Mann A, Kujath S, Friedell ML, Hardouin S, Wood C, Carter R, Stark K. Ann. Vasc. Surg. 2016; 40: 295.e5-295.e8.

Affiliation

University of Missouri-Kansas City School of Medicine, 2301 Holmes, Kansas City, MO 64108.

Copyright

(Copyright © 2016, Holtzbrinck Springer Nature Publishing Group)

DOI

10.1016/j.avsg.2016.07.077

PMID

27890834

Abstract

As classically described, Eagle syndrome is an entity where patients develop pain or neurologic manifestations arising from an elongated styloid process and/or an ossified stylohyoid ligament irritating or compressing adjacent cranial nerves or the carotid arteries.
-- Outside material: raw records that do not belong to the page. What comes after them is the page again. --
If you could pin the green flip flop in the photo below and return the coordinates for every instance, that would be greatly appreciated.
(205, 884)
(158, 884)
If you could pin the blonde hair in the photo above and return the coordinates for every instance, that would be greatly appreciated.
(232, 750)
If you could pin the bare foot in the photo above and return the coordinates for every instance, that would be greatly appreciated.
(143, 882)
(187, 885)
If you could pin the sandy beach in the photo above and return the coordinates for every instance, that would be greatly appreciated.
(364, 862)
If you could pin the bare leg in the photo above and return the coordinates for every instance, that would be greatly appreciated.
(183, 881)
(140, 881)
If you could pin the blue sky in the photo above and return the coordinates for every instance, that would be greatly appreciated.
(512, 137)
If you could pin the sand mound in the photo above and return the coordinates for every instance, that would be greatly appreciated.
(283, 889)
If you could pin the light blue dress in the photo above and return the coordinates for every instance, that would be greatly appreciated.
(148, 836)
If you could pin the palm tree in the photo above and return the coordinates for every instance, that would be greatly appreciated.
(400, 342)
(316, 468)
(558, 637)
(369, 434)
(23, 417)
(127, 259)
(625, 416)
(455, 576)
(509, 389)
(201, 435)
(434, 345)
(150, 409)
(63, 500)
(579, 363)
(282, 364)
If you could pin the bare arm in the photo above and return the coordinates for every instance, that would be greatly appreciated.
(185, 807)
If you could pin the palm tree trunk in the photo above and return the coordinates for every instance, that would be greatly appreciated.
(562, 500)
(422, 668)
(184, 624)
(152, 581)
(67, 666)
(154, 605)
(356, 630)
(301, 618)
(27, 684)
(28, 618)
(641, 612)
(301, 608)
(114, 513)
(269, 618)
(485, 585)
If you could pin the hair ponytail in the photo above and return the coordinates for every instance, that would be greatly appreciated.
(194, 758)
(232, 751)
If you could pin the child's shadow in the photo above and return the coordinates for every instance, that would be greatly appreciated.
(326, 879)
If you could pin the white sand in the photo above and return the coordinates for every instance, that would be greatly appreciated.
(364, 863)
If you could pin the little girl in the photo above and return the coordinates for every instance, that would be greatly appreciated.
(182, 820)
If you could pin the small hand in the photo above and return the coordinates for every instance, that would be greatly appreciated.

Over the past few years, there have been reports of actual injury to the internal carotid artery with dissection, occlusion and strokes. We present three cases identified after blunt trauma-one due to carotid compression and two due to actual injury to the internal carotid artery. Eagle syndrome should be a consideration in any patient with a carotid injury due to blunt trauma or suffering a syncopal episode which led to blunt trauma. Carotid stenting is an effective treatment modality for injury to the carotid artery when anticoagulation is contraindicated. Styloidectomy is performed for symptoms due to carotid artery compression, or if there is concern for future carotid injury from the styloid process.